[cgl_discussion] Question for TEMs/ISVs/OEMs regarding pthrea d requirements

Perez-Gonzalez, Inaky inaky.perez-gonzalez at intel.com
Fri Feb 21 13:09:31 PST 2003

Hi all

> I still contend that it is easier to NOT set the WP bit in user land,
> but to just let the kernel do it.  This eliminates the issue of unlock
> finding a WP bit and no waiters.  There would only be one visit to the
> kernel in this case, but, and more important, WP would reliably
> indicate waters.

Mmmmm... I don't know if I agree or disagree. Makes sense if we can do the
operation in the kernel. Taking into account this is really only important
when the waiters are lower priority than the owners ... hmmm

I guess this should be measured to see the impact of doing it also in user
space or not.
> >>>>c) The lock is held by the caller (this is a recursion error and
> >>>>should cause termination of the caller with ext ream prejudice)
> >>>
> >>>I'd return -EDEADLOCK or something like that, but probably termination
> >>>makes sense too ...
> >>
> >>Too many folks don't check for errors  :(
> >
> > Yep, but this is a primitive, not meant to be used by one of those
> > folks who don't check for errors :]; actually NPTL or NGPT are the ones
> > who are going to call for this in their mutex code; if they see that,
> > they need to handle it somehow.
> If the kernel bounces it, you will end up in gdb at the correct
> location...

Being deadlock detection kind of heavyweight when there is a lot of task A
waiting on lock L held by B who waits for G that is locked by C that is
waiting for H ... I was planning on make it optional (flag you pass). If we
catch it without the flag, I guess we could "terminate with extreme
prejudice", else return EDEADLK.

> > However, that task might not be the original locker, as it could have
> > miserably died and some other task reused the TID; we need to make sure
> > it is it.
> The task and its threads must be connected in some way more robust and
> easier to use than find_task_by_pid().  I know that if the process
> dies or quits it takes all its threads with it.  In HRT I use the
> thread group id (tgid) which is the same for all tasks in a process.
> I think it would be sufficient that the given TID pointed to a task in
> the same "tgid"

Not really, I don't need to connect them - I just need to identify the
task_struct from the PID, and find_task_by_pid() does it. Think I only have
the PID; once I have the task_struct I can tie them with the tgid for all
the process, but I don't really need that at all.

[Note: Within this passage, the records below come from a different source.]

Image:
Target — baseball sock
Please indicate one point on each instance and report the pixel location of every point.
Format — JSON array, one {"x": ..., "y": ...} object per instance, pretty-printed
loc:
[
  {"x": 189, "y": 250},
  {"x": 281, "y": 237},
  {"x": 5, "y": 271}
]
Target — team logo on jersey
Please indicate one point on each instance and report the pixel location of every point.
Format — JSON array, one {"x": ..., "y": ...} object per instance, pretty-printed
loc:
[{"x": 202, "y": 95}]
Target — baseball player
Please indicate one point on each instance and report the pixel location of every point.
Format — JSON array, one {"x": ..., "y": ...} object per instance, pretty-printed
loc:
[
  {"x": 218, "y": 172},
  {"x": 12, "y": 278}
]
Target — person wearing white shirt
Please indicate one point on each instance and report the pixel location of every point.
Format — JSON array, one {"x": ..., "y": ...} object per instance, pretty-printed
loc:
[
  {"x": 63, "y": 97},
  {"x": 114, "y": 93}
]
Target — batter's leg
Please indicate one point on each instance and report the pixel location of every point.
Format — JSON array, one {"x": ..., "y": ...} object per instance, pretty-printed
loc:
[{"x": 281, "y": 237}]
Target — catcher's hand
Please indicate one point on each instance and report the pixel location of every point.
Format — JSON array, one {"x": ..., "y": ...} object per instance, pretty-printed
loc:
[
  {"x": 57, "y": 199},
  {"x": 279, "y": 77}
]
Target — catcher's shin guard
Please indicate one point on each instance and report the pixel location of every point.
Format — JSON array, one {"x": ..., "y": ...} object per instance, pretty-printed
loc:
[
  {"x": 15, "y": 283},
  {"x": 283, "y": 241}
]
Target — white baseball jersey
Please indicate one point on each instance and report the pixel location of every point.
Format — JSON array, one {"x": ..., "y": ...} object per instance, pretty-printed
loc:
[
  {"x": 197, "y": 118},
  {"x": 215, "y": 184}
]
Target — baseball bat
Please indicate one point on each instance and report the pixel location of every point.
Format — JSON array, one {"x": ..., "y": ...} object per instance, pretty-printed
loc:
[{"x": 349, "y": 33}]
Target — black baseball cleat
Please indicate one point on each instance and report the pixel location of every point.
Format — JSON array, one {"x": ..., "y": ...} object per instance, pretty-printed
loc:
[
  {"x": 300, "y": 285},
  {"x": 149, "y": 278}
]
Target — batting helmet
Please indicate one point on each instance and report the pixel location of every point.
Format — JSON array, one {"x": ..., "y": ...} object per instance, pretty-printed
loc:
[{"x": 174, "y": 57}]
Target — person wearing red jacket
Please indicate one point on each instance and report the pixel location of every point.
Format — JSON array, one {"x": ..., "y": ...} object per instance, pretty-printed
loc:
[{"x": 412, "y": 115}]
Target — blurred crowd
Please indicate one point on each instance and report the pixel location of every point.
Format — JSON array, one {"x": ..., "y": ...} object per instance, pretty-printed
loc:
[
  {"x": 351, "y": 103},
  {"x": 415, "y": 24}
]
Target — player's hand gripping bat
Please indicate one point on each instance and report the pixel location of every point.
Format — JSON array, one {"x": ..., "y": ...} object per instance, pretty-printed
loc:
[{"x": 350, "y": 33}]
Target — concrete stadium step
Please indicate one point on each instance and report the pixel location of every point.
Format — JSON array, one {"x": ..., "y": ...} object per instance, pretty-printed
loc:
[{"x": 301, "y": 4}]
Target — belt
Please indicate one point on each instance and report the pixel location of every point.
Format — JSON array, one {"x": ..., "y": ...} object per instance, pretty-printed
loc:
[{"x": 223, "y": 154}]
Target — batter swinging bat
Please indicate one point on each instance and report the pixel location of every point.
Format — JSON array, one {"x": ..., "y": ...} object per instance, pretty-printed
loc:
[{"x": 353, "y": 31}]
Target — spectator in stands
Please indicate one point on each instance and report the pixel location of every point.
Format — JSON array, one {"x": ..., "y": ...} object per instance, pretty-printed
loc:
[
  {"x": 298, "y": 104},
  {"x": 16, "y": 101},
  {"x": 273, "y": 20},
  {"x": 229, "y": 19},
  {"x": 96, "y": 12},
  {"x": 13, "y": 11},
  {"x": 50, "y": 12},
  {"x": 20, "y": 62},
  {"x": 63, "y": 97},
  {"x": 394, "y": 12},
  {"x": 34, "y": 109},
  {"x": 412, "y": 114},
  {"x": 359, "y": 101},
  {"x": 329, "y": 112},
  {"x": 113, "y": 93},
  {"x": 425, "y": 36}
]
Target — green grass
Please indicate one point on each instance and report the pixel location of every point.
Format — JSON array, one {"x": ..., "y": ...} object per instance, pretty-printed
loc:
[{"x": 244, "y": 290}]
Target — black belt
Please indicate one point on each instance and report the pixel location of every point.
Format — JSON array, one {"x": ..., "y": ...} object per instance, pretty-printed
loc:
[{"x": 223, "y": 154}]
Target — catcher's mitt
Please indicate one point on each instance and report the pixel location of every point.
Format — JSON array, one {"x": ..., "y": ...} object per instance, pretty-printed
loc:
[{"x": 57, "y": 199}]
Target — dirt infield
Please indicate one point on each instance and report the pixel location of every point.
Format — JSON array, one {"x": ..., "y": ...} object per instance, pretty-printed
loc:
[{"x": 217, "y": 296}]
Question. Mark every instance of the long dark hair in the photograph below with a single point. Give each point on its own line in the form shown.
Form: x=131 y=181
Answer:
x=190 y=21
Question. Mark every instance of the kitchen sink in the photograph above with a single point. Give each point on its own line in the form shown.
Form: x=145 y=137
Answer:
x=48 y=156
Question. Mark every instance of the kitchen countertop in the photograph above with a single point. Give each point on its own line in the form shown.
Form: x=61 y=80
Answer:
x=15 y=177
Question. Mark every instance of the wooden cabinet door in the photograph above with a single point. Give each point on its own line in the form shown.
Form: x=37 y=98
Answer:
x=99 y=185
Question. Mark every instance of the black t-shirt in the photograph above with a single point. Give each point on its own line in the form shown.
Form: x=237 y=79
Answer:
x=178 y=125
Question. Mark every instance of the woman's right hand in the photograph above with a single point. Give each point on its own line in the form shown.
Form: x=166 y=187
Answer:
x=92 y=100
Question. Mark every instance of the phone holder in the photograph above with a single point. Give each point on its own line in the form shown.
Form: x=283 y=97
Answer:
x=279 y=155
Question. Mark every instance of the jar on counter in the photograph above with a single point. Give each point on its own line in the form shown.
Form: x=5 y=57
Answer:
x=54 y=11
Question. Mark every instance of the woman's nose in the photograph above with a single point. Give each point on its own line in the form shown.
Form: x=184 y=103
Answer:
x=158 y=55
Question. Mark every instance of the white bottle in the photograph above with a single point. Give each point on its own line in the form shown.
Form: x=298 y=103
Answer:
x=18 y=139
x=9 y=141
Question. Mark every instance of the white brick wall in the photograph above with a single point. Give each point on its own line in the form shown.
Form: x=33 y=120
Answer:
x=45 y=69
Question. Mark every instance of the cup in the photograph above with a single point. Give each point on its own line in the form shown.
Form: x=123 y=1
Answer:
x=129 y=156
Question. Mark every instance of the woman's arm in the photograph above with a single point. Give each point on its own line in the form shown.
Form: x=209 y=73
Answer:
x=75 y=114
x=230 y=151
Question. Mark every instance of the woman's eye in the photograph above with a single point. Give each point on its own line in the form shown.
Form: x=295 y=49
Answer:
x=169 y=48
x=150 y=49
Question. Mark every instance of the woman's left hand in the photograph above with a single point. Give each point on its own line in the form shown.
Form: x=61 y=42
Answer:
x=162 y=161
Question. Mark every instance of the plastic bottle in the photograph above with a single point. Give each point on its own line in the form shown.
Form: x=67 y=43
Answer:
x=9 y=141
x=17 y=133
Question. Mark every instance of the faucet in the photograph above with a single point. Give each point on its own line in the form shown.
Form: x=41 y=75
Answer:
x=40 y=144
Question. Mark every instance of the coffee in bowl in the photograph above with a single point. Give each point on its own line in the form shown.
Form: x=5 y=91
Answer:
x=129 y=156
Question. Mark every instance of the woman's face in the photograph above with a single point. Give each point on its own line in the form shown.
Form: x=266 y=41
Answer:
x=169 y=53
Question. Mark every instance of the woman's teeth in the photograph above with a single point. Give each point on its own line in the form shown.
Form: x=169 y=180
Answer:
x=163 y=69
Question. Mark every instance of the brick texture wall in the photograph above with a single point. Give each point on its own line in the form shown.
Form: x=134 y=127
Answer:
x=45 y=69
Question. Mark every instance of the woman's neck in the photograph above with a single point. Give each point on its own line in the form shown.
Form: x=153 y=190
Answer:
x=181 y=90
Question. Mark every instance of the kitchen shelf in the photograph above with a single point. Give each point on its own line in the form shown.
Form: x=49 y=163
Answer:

> I tend to like simple things (like pi-mutex ;).  Aren't the kernel
> futex structures owned by the process in such a way that the process
> can clean them up when it exits?  I would expect them to be in a
> linked list headed at the process task_struct.  Then the futex it self

Yep, this is something I am adding. I have in the task_struct a futex_list
with all the owned futexes and a pointer to the futex the task is waiting
for, if any. 

On cleanup, it just walks the list and starts recovery as dead owner on all
the owned futexes.

Of course, this is what I use for deadlock detection :]

> could have the process PID in it and you would have a circular list
> that would allow the needed checks.  Or does this fall apart when you
> allow tasks outside of the thread group to lock the mutex?  If a mutex

No, it doesn't, because I don't consider threads to be different. Every
thread has a task_struct, and what ties them together into a single process
is that they have a tgid unifying them. For me, they are all different.
However, when the process, as a whole, dies, it will have to destroy each

> is only thread group wide, it is sufficient that the futex be in the
> same thread group as the caller/ user.  Process termination, for any
> reason, should free all futexes, so you should not be able to find any
> that are stale.

On each thread reap, I recover all the mutexes they own and I dequeue from
the ones they are waiting for, undoing priority boosts and all that ...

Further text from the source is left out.